Since playfulness encourages creativity, there are even “games” that you can use to encourage collaboration among your employees and with your customers.
One Small, Bold Step at a Time
We’ve found that the Agile principles that have worked so well for software development, also work well when applied throughout a business. We call this Extended Agile: take a small step forward, try it out for a while, course-correct based on results, and repeat.
Instead of having a big product release, break it down into smaller ones. Release them to real users. Listen carefully to their feedback. Course correct. Do it again.
The same works for creating a culture of innovation. Instead of a big, innovation “initiative, make it a project to get everyone in your company closer to your customers.

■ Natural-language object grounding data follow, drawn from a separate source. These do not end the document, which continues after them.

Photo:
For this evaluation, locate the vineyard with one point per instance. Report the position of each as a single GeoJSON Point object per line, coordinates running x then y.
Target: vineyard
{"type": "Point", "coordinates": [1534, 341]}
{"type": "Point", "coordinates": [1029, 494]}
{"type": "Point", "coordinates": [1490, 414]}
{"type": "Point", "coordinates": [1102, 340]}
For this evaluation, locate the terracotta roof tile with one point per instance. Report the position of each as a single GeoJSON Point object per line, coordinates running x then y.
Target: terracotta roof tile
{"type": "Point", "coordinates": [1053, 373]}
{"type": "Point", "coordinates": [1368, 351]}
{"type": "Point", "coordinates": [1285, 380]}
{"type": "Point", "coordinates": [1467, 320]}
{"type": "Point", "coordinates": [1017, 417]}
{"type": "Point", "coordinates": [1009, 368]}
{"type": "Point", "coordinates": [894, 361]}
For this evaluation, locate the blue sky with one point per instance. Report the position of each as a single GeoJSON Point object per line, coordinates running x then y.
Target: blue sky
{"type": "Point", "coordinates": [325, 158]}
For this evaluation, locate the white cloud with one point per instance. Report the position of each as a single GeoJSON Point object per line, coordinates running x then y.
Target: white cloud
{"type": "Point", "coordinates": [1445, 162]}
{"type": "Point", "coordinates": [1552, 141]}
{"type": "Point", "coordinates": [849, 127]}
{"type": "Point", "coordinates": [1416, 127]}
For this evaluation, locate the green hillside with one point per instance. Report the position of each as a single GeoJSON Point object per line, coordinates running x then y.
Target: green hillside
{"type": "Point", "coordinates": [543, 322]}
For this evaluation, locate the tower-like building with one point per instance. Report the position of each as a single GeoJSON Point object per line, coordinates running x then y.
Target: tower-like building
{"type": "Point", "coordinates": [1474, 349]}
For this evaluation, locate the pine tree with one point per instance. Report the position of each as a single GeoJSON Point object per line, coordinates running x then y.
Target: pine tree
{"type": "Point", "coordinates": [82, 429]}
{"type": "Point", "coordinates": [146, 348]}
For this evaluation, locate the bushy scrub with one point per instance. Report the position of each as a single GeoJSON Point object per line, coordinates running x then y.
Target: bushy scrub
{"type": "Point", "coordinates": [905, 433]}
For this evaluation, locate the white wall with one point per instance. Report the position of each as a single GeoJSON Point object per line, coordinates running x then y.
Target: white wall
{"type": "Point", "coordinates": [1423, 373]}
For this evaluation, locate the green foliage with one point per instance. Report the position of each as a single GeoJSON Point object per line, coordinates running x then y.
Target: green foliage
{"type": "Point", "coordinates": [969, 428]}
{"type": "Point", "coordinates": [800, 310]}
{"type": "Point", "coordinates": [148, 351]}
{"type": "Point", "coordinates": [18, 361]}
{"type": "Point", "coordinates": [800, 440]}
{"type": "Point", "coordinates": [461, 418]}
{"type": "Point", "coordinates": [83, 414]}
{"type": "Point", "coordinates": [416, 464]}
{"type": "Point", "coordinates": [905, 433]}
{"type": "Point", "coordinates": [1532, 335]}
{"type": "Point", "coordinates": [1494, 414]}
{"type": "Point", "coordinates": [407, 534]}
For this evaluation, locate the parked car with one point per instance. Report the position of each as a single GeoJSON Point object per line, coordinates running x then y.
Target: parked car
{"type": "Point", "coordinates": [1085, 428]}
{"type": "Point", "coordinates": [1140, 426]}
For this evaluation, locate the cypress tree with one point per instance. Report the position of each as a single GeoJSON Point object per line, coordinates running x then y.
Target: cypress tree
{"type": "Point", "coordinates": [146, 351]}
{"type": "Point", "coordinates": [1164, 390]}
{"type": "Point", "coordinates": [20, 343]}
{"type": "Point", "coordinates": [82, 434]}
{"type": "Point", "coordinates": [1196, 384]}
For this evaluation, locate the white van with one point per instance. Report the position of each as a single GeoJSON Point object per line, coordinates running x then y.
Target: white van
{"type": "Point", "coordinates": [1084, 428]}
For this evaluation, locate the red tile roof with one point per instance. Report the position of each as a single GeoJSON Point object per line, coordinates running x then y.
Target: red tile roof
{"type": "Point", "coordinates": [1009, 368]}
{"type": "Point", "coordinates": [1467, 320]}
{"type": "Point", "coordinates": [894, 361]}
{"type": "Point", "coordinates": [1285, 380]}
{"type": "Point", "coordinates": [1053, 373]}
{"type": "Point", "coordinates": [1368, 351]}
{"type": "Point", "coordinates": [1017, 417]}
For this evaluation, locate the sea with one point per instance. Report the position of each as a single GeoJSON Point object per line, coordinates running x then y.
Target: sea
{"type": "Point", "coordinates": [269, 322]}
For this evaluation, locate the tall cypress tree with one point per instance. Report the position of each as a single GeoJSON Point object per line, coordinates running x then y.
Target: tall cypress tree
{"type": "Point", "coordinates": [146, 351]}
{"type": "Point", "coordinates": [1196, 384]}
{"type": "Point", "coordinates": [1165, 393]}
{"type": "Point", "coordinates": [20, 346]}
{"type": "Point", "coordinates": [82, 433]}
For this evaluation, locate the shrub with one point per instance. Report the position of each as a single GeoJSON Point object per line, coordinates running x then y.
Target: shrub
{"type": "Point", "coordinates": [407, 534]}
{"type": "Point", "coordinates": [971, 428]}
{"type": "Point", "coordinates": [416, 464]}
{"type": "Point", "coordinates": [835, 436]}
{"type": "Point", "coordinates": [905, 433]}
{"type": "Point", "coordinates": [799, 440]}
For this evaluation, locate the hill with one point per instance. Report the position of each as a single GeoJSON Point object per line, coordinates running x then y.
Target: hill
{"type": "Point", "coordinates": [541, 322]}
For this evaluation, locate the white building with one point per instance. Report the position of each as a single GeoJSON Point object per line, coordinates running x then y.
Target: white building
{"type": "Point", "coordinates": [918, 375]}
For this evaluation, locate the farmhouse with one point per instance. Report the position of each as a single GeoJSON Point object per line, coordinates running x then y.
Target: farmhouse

What kind of project would make customers tangible and real to your employees? how about having engineers call end-users directly and asking them how they like the product/service? or, how about having everybody in the company send a postcard (the paper kind, not an Evite) to a couple of end-users.
Then watch what happens: who takes it on and who poopoos the whole thing; why did they poopoo it? can they suggest a different exercise? If they have an alternate idea, try that out next (even if it sounds like a wild hare to you).
Whatever the result, celebrate it! Pin return postcards and postcards from customers on a wall or scan them and paste on Facebook (don’t worry, nobody will know what you’re talking about–it’ll be your inside joke).
There are many other low risk, low cost ways to get the ball rolling to give people a tangible sense of how it feels when the whole team tries out new things, new behaviors.
Here are some guidelines that have worked for us and for our clients,
- Communicate, communicate, communicate
- Start with a group and encourage them (and empower) them to present new ideas, point out gaps and creative solutions to them
- Start with baby steps, don’t try to do it all in one big gulp
- Celebrate, celebrate, celebrate every step along the way, the successes and the failures
- Insists on results–every one of Edison’s experiments yielded a result, even if not a working light bulb
- Define a budget and constraints–but not to the point of blocking all possible innovations
Creating a culture of innovation is not easy; sometimes it may feel like “it will never catch on.” But companies that commit to it create remarkable products, services and operating improvements that clearly differentiates them from their competition.